News
Sabtu, 6 Mei 2017 - 23:00 WIB

Hillary Clinton Sebut Trump dan Rusia Biang Keladi Kekalahan

Redaksi Solopos.com  /  Rini Yustiningsih  | SOLOPOS.com

SOLOPOS.COM - Hillary Clinton (Abcnews.com)

Hillary Clinton menyebut Trump dan Rusia sebagai biang keladi kekalahannya di pilpres AS 2016.

Solopos.com, NEW YORK – Kekalahan dalam pemilihan presiden Amerika Serikat (pilpres AS) 2016, agaknya masih menyisakan duka bagi Hillary Clinton. Meski telah mengaku kalah, ia tampaknya masih belum bisa melupakan kejadian tersebut. Baru-baru ini, ia bahkan mengungkapkan analisa tentang penyebab kekalahannya.

Advertisement

Dilansir The Guardian, Rabu (3/5/2017), istri Bill Clinton menyalahkan sejumlah pihak, mulai dari Donald Trump, Direktur federal Bureau of Investigation (FBI), James Comey, dan otoritas Rusia menjadi penyebab kekalahannya di pilpres AS 2016. Kendati demikian, ia juga mengaku salah karena tidak bisa mengatasi hal tersebut.

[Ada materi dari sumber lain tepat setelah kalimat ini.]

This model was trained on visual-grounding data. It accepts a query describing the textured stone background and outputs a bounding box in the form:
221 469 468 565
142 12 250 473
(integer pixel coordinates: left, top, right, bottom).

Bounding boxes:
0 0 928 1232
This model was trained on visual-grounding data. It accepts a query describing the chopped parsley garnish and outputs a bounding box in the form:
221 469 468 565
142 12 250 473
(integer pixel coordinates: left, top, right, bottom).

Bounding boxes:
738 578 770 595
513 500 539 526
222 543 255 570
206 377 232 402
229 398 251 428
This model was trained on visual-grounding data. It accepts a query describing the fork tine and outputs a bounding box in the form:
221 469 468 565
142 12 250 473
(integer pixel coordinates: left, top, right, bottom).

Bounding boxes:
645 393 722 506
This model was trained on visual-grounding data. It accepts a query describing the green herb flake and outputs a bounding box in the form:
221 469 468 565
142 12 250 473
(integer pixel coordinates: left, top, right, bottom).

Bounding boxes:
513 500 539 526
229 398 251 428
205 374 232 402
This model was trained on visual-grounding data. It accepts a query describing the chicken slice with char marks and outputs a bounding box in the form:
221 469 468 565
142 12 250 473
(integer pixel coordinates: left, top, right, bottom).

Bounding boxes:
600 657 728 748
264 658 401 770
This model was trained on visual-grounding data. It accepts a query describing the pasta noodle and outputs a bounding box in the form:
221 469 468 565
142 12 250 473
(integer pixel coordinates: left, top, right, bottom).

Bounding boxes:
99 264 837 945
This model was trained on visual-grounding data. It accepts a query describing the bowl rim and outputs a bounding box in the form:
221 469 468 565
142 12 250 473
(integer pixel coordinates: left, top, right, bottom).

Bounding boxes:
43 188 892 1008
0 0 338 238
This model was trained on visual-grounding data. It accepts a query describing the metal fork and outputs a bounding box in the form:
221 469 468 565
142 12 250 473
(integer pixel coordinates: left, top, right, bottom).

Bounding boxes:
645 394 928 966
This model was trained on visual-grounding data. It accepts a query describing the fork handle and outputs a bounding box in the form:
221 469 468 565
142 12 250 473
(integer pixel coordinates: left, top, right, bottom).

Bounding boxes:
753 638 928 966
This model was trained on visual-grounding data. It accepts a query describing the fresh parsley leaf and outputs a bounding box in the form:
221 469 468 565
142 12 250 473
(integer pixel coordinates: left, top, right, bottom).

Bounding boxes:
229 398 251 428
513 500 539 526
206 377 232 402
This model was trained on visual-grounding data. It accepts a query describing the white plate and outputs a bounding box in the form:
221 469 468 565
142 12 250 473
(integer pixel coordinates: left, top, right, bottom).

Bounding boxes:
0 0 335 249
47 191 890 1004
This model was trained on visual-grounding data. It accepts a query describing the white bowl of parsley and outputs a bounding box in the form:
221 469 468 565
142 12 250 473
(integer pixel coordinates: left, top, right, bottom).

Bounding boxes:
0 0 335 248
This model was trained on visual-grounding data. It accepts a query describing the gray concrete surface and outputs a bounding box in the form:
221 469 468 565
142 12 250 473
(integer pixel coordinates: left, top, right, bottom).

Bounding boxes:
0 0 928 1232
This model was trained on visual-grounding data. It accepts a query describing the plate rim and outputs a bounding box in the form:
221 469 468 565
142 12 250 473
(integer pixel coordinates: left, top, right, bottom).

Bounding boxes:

“Saya bertanggung jawab sepenuhnya atas kekalahan itu. Saya adalah kandidat yang menjadi lakon dalam pemilihan tersebut. Saya sangat sadar akan masalah, tantangan, dan kekurangan yang ada,” tutur Hillary.

Saat itu, Hillary merasa sangat dekat dengan kemenangan. Namun, tiba-tiba semua impiannya pupus ketika FBI membuka kembali investigasi soal surat elektronik pribadi saat ia menjabat sebagai menteri luar negeri. Ia juga menyayangkan intervensi Rusia lewat peretas yang memengaruhi hasil pemilihan presiden.

Advertisement

“Saat itu, saya sangat dekat dengan kemenangan, hingga pada tanggal 28 Oktober 2016, investigasi soal surat elektroik dan bocoran Wikileaks tentang Rusia memunculkan keraguan yang membuat masyarakat takut memilih saya,” sambungnya.

Tak hanya itu, Hillary menduga Trump sengaja meminta bantuan dari Rusia untuk menjatuhkan nama baiknya. Hal itu didasari oleh laporan Komunitas Intelejen AS yang menyebutkan bahwa Rusia diduga kuat terlibat pada pilpres. Menurut hasil investigasi, mereka menduga Rusia mencampuri pilpres demi memenangkan Trump.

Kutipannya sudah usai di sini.